Endangered German Dialects Posted by Constanze on Feb 28, 2017 in Culture, Language, Traditions
On 21st February the world celebrated International Mother Language Day – otherwise known as Tag der Muttersprache in German. On this day the hashtag #TagderMuttersprache was popular on Twitter, and when I clicked on it there were plenty of German articles about Bairisch – Bavarian!
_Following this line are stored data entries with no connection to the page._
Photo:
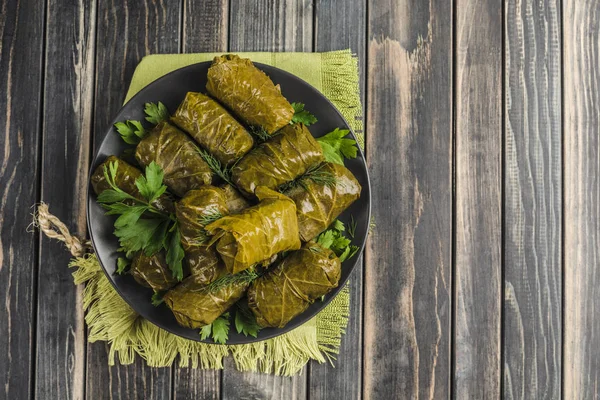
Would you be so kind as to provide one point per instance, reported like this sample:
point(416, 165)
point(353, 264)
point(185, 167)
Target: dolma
point(195, 305)
point(195, 209)
point(204, 264)
point(289, 288)
point(152, 271)
point(213, 127)
point(319, 204)
point(183, 166)
point(279, 160)
point(235, 201)
point(125, 180)
point(248, 92)
point(257, 233)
Bavarians are famously proud of their language and culture. Even though the majority of them speak Hochdeutsch (high German), many Germans who grew up in Bavaria consider Bairisch their Muttersprache – usually because their mother spoke it while they were growing up. This is certainly the case for me, and I grew up in the UK! I grew up with my Bavarian mother speaking to me in Dialekt (dialect), and for a long time this was the only German I knew; I didn’t realise it was different to Hochdeutsch. I am by no means fluent in the dialect but I understand a lot of it, and I have an emotional connection to it that I think a lot of Bavarians can relate to.
Sadly, a lot of the articles I read talked about how Bairisch is essentially tot (dead) in the region’s capital, Munich! Whilst Bairisch is still spoken in rural parts of Bavaria, in urban Munich you are more likely to hear Hochdeutsch. This is a huge shame for Bavarians, many of whom classify Bairisch as a language – the language of Bavaria – rather than a German ‘dialect’.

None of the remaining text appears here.